Tutto pronto, bastava solo aprire una saracinesca per poter immettere acqua nella rete. Tutto questo però non è accaduto.
Perchè?


LE OMISSIONI DELLA REGIONE
Le ragioni del mancato utilizzo del potabilizzatore possono essere riassunte e semplificate nella mancata classificazione delle acque del fiume Pescara da parte della Regione. Un atto dovuto e imposto dalle complesse norme in materia di acqua potabile.
Tale incombenza è delegata alla direzione sanità, Servizio prevenzione collettiva che risponde politicamente all'assessore Bernardo Mazzocca.
Questo documento -condizione necessaria imprescindibile- è stato richiesto a partire dal 2001 dall'Aca almeno otto volte, con note ufficiali, tutte protocollate e inserite nell'ampio voluminoso carteggio che ricostruisce la storia amministrativa.
Dunque, la società che gestisce il sistema idrico integrato e l'Ente d'ambito hanno sollecitato più di una volta all'anno la Regione ma nemmeno le ultime emergenze hanno fatto avviare la procedura ufficiale per la classificazione delle acque.

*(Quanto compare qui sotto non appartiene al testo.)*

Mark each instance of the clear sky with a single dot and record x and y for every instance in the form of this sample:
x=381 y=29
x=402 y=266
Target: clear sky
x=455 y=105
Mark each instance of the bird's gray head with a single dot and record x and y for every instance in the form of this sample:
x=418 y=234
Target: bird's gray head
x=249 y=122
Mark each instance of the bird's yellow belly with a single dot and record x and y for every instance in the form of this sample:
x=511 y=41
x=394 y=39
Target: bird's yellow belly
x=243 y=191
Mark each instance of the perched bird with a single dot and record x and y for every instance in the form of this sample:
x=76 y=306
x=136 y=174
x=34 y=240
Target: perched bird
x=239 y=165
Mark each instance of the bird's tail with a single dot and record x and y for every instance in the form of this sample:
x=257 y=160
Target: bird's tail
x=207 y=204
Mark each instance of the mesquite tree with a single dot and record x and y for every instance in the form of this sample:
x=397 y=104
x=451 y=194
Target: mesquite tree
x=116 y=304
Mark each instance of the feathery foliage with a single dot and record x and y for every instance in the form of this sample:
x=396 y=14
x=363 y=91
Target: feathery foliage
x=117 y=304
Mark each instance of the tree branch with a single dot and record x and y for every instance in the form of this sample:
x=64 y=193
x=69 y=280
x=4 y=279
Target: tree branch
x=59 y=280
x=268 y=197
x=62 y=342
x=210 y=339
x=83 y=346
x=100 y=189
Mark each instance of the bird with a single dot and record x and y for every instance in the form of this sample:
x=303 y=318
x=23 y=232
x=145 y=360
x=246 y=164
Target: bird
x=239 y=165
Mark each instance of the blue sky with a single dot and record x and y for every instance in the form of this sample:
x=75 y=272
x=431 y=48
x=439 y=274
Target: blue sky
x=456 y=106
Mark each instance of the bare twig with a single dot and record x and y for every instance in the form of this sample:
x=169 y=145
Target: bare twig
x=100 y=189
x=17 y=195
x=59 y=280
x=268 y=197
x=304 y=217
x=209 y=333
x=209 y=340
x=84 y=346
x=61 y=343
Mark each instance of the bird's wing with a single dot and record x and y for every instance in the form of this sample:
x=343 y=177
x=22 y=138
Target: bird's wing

Intanto, si è passati a certificare il prodotto della purificazione per cui «il complesso delle acque di questo impianto risulta migliore di tanti altri di impianti simili da tempo in esercizio in altre zone d'Italia, com'è il caso delle pompe di filtraggio sul lago Trasimeno».









ALTRO FINANZIAMENTO DI 700MILA EURO
Nonostante la piena potabilità dell'acqua filtrata, così come testimoniano i documenti prodotti dall'Ato4, e in considerazione delle notizie che giungevano da Bussi, lo stesso ente d'ambito avanzò alla giunta regionale una richiesta di finanziamento ulteriori di 700.000 euro per acquistare tre gruppi filtranti a carbone attivo del tipo già installati nel campo pozzi di Bussi.

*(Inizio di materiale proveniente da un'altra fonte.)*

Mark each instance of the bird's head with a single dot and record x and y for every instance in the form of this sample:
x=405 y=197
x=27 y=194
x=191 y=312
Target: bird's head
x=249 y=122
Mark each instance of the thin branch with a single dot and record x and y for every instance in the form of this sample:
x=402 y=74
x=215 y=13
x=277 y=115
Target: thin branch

«Si chiede l'erogazione di un contributo straordinario da parte della regione Abruzzo considerando che l'attivazione del potabilizzatore è indispensabile per scongiurare la crisi idrica derivante dalla siccità in atto» scriveva il presidente Giorgio D'Ambrosio.

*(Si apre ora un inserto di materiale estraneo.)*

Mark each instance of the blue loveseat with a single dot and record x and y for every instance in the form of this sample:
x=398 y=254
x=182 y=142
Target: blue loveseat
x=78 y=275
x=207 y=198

MANCATA AUTORIZZAZIONE ALLA DERIVAZIONE DELLE ACQUE
E la burocrazia si mette di traverso con una ulteriore autorizzazione che non è mai partita.
Così la prima richiesta del 1970 presentata al ministero per avere una autorizzazione alla derivazione delle acque è rimasta senza esito.
Successivamente nel 1996 fu il consorzio di bonifica Alento destra Pescara a presentare una richiesta ufficiale di derivazione. L'atto era necessario per poter utilizzare l'acqua del fiume.
Anche in questo caso veniva definito l'utilizzo a scopo potabile di cinque unità provenienti dalla portata disponibile del consorzio di bonifica.
Nel 1998 la giunta regionale aveva espresso parere favorevole all'accoglienza da parte dell'autorità statale alla definizione della domanda del consorzio.
All'epoca la richiesta era stata inoltrata al ministero dei Lavori Pubblici che era competente per materia. Successivamente tuttavia la legge è stata modificata e ad occuparsi di tali questioni divennero competenti invece le Regioni.
Della pratica però non si è avuta più notizia e così il faldone dalle stanze romane doveva raggiungere quelle aquilane. Cosa che non è mai avvenuta.
L'ultimo documento della lunga ricostruzione è datato 7 maggio 2007 ed è una missiva che dal Genio civile della Regione è stato inviato all'Ato4 nella quale si eccepiscono alcuni cavilli procedurali che di fatto ritardano e impediscono la veloce soluzione del problema che si trascina da moltissimi anni.
Per l'utilizzo umano dell'acqua la Regione mette il luce che preliminarmente occorre il parere della Asl che analizzi e classifichi il liquido.
Ma bisognerà sempre trovarsi sempre e solo in condizioni di provata emergenza.
A tutto questo, sempre la Regione, subordina una fase di sperimentazione di 24 mesi.
Una trovata che arriva a decenni dell'inizio di questa storia e ne procrastina definitivamente la soluzione.
«Noi abbiamo fatto tutto il possibile »,dicono dall'Ato, «ma contro la burocrazia nulla possiamo. Quello della Regione non ci pare un comportamento volto alla risoluzione del problema ma sembra più vicino all'ostruzionismo». 
A tutt'oggi dunque l'Ato è ancora in attesa di una ordinanza che possa sbloccare definitivamente l'utilizzo di quell'acqua in caso di emergenza.